How to Achieve a Realistic Work Life Balance

How to Achieve a Realistic Work Life Balance

Kate is a hard-working manager working at a startup company.  She toils at work but gets that nagging feeling that she’s missing out on living her life. And then perversely, when she’s not working, she tries to switch off ‘work-mode’ to enjoy her passions, friends, family… but eventually she finds that she just doesn’t have the energy.

Many people are like Kate, misunderstanding the true meaning of work life balance. They try to keep ‘work’ and ‘life’ separate, but this brings undesirable results.

The Mystery of Work Life Balance

Those who are trying to maintain a work life balance only by dividing their time – by driving a sharp wedge between work-mode and life-mode – are inadvertently dividing themselves.

When people juxtapose ‘work’ and ‘life’, they unconsciously think in terms of ‘work’ versus ‘life’ – and are constantly forced to choose one at the expense of the other.  In this framework, a gain on one side is always a loss on the other side.

And so people start to see ‘work’ as the times when they are not living their lives. ‘Work’ is seen as a necessary evil that they must suffer through until it’s time to switch off.

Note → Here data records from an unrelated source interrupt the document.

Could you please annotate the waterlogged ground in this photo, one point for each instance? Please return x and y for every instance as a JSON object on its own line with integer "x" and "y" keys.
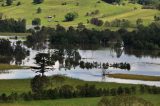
{"x": 142, "y": 63}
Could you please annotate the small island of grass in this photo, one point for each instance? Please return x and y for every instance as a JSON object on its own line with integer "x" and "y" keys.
{"x": 135, "y": 77}
{"x": 8, "y": 67}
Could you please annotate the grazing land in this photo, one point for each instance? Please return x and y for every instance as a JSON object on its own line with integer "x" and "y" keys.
{"x": 107, "y": 12}
{"x": 135, "y": 77}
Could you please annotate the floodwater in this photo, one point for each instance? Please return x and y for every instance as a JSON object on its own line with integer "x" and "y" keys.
{"x": 142, "y": 63}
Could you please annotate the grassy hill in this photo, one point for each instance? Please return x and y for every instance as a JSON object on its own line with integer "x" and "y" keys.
{"x": 108, "y": 12}
{"x": 23, "y": 85}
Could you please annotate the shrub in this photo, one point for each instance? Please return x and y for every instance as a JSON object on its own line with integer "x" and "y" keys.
{"x": 96, "y": 21}
{"x": 19, "y": 3}
{"x": 38, "y": 1}
{"x": 39, "y": 10}
{"x": 71, "y": 16}
{"x": 36, "y": 21}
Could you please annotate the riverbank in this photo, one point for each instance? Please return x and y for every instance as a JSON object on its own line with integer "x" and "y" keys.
{"x": 23, "y": 85}
{"x": 135, "y": 77}
{"x": 8, "y": 67}
{"x": 76, "y": 101}
{"x": 13, "y": 34}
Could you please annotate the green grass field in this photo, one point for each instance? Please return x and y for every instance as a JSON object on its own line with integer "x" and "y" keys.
{"x": 23, "y": 85}
{"x": 7, "y": 67}
{"x": 76, "y": 101}
{"x": 135, "y": 77}
{"x": 108, "y": 12}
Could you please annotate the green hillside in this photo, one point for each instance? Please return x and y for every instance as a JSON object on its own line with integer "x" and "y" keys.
{"x": 107, "y": 12}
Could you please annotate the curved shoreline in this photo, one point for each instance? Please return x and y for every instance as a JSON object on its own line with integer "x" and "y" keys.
{"x": 135, "y": 77}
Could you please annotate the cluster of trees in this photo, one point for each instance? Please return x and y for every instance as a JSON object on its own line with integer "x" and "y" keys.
{"x": 10, "y": 52}
{"x": 71, "y": 16}
{"x": 96, "y": 21}
{"x": 11, "y": 25}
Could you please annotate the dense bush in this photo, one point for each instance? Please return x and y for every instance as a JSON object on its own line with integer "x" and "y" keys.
{"x": 9, "y": 52}
{"x": 11, "y": 25}
{"x": 124, "y": 101}
{"x": 9, "y": 2}
{"x": 38, "y": 1}
{"x": 71, "y": 16}
{"x": 36, "y": 21}
{"x": 96, "y": 21}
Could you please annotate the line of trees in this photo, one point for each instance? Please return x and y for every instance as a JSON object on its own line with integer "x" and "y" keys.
{"x": 10, "y": 52}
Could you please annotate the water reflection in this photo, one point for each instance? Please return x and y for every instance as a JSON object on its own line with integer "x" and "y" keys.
{"x": 66, "y": 61}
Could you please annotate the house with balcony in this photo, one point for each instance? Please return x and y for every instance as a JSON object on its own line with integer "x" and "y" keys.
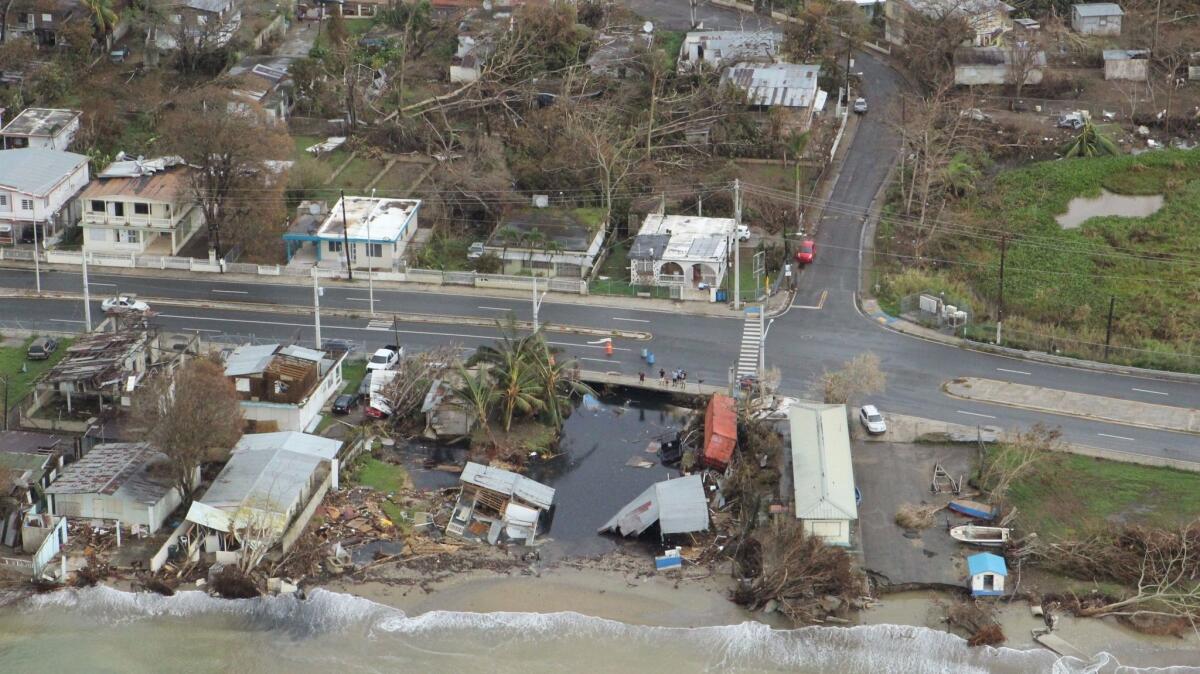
{"x": 141, "y": 206}
{"x": 685, "y": 253}
{"x": 283, "y": 387}
{"x": 37, "y": 194}
{"x": 41, "y": 127}
{"x": 988, "y": 19}
{"x": 549, "y": 241}
{"x": 372, "y": 233}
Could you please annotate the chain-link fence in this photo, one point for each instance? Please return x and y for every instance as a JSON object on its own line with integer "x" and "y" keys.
{"x": 937, "y": 311}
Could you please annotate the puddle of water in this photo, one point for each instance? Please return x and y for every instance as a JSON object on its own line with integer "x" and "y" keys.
{"x": 1080, "y": 209}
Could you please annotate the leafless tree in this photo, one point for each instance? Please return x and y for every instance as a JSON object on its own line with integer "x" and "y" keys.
{"x": 192, "y": 417}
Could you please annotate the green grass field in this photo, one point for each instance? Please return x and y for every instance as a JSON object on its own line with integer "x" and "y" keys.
{"x": 1069, "y": 495}
{"x": 12, "y": 362}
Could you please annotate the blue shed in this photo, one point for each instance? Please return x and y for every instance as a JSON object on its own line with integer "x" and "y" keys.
{"x": 988, "y": 572}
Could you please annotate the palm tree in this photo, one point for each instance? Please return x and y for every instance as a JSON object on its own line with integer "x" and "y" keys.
{"x": 103, "y": 18}
{"x": 479, "y": 393}
{"x": 557, "y": 386}
{"x": 1091, "y": 142}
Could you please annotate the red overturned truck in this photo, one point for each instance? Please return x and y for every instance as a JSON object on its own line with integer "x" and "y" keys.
{"x": 720, "y": 432}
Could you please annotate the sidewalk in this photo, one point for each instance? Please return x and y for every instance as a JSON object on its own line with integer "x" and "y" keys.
{"x": 1085, "y": 405}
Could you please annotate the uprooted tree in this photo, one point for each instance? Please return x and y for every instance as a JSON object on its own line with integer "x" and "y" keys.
{"x": 192, "y": 417}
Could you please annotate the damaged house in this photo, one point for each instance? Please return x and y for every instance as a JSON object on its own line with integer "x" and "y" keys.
{"x": 283, "y": 387}
{"x": 265, "y": 494}
{"x": 495, "y": 501}
{"x": 677, "y": 506}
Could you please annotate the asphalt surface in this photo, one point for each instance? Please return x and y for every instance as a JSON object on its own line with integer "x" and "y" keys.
{"x": 803, "y": 342}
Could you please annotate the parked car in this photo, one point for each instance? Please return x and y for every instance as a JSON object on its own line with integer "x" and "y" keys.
{"x": 124, "y": 304}
{"x": 807, "y": 251}
{"x": 387, "y": 357}
{"x": 41, "y": 348}
{"x": 873, "y": 420}
{"x": 345, "y": 403}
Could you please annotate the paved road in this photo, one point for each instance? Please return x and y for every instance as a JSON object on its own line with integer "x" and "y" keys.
{"x": 803, "y": 342}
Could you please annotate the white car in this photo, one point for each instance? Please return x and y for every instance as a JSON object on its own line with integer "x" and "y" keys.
{"x": 384, "y": 359}
{"x": 124, "y": 304}
{"x": 873, "y": 420}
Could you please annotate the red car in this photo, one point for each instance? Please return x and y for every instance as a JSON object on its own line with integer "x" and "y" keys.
{"x": 805, "y": 252}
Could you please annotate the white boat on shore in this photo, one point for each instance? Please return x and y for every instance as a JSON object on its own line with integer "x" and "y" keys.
{"x": 981, "y": 535}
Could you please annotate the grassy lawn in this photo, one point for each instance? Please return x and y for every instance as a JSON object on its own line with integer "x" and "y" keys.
{"x": 12, "y": 359}
{"x": 1061, "y": 280}
{"x": 383, "y": 476}
{"x": 1069, "y": 495}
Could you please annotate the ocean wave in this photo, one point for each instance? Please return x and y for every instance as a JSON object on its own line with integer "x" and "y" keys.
{"x": 747, "y": 647}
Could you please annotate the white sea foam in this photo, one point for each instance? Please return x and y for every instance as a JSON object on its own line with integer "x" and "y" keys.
{"x": 748, "y": 647}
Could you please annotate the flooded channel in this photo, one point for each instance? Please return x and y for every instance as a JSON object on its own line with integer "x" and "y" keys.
{"x": 603, "y": 463}
{"x": 1080, "y": 209}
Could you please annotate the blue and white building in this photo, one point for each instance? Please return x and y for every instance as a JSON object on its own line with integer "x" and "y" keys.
{"x": 371, "y": 233}
{"x": 988, "y": 572}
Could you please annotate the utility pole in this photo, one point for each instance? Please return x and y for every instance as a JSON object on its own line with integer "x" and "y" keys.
{"x": 737, "y": 245}
{"x": 316, "y": 304}
{"x": 87, "y": 296}
{"x": 1000, "y": 311}
{"x": 37, "y": 268}
{"x": 346, "y": 238}
{"x": 370, "y": 263}
{"x": 1108, "y": 331}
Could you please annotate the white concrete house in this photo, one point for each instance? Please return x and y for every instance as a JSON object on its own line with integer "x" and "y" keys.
{"x": 123, "y": 482}
{"x": 376, "y": 229}
{"x": 1097, "y": 18}
{"x": 283, "y": 387}
{"x": 689, "y": 253}
{"x": 141, "y": 206}
{"x": 41, "y": 127}
{"x": 39, "y": 188}
{"x": 822, "y": 471}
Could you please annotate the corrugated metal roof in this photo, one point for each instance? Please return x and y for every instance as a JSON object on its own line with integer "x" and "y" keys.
{"x": 36, "y": 170}
{"x": 778, "y": 84}
{"x": 1098, "y": 10}
{"x": 987, "y": 563}
{"x": 822, "y": 471}
{"x": 250, "y": 359}
{"x": 509, "y": 483}
{"x": 678, "y": 506}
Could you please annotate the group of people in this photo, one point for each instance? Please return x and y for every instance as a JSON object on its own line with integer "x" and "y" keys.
{"x": 678, "y": 378}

But if you encode everything related to work as negativity and suffering, while your ‘life’ strains under the weight of unrealistic expectations of enjoyment, there really is no balance there at all.

Re-balancing work and life is possible by seeking out a new and enjoyable job to a certain extent. But no job is perfect. There are always going to be tedious aspects to any job. And before long you’ll wind up on the same ‘life’ versus ‘work’ see-saw because you haven’t changed the old framework.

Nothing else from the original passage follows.